The pattern I’ve butted up against countless times is: 1) I want to delete my account; 2) there’s no self-serve delete option; 3) I have to email support about it; 4) if there’s even a way to contact them, they are often sluggish or unresponsive; 5) I quickly lose patience, and remind them of their requirement to delete under GDPR (even though I’m not in EU, this seems to have a stronger effect than citing Canadian federal and provincial regulations); 6) they seem to eventually grumpily delete my data after a lot of back and forth.

I’m a GDPR maximalist, and having undergone certification in the regulation, believe in strict canonical interpretations of the regulation. Which is why my brain always goes back to Article 7, and this line:

The data subject shall have the right to withdraw his or her consent at any time… It shall be as easy to withdraw as to give consent.

(If I remember correctly, the latest version of DSA, Digital Services Act, also includes text like this.)

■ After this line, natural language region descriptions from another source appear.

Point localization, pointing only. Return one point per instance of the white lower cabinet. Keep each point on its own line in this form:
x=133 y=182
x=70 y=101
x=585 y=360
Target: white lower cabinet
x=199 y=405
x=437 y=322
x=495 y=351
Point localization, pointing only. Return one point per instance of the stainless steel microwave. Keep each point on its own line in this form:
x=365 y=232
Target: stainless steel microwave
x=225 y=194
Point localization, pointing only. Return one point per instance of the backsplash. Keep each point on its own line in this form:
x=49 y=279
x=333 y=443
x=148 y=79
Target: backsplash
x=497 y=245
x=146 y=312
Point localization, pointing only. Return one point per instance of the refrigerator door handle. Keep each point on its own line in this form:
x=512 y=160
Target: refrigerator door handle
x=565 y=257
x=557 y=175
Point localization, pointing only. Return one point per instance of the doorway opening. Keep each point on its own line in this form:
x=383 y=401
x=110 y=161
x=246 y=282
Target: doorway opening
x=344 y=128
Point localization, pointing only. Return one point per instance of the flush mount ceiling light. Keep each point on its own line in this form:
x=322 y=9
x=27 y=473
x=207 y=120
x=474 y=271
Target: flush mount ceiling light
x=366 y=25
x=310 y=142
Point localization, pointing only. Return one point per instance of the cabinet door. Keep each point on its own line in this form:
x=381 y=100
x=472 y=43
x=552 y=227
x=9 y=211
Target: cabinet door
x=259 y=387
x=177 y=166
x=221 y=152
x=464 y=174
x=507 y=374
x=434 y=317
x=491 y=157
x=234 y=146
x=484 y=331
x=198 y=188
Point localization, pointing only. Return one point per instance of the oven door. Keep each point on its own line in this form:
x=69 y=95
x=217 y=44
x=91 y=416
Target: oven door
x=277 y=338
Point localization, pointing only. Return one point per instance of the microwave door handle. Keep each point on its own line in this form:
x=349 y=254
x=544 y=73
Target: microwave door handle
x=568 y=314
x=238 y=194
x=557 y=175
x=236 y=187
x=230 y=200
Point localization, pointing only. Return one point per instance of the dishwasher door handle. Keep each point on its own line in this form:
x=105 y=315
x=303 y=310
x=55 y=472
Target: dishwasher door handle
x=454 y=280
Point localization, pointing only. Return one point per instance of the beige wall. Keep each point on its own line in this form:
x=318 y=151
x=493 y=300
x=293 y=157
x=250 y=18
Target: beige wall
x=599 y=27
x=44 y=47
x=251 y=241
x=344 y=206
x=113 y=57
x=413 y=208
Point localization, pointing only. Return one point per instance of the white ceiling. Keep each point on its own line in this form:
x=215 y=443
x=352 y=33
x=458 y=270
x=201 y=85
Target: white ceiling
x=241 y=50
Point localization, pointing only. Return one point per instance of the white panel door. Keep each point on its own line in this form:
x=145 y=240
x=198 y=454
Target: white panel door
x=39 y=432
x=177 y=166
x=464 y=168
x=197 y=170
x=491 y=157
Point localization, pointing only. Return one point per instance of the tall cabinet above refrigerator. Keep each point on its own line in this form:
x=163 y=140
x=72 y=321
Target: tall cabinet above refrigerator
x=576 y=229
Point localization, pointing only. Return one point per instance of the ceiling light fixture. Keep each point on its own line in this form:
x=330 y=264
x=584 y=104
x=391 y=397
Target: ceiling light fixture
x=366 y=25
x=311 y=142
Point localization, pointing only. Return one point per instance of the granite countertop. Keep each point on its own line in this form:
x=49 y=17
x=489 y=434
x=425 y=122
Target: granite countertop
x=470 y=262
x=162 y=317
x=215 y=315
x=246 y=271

It is so fantastically rare to see any product team implementing GDPR as it is actually written. Most people (outside the EU – even though it applies extraterrorially) seem to either just try to ignore it, or pay it the slimmest lip service in their privacy policies. Almost nobody builds “data protection by default and by design” as the regulation actually requires. Perhaps few product managers have spent the time to even understand what that would mean in terms of actual product implementation. This is too bad, I think, because adhering to the principles enshrined in this regulation would actually help make better products.

At least that’s my point of view as a privacy jerk & a product management jerk. So my advice here is simple, and it will also save support teams time having to deal with jerks like me: if you build a web service, just freakin’ build in an account deletion and a meaningful export option from jump. Do not launch your product without this. It’s not secondary; it’s primary. It won’t increase user churn, it will show people that your product is considered and complete enough that they can trust you. If you have to hide the ability to leave your product, it’s probably a sign that they should.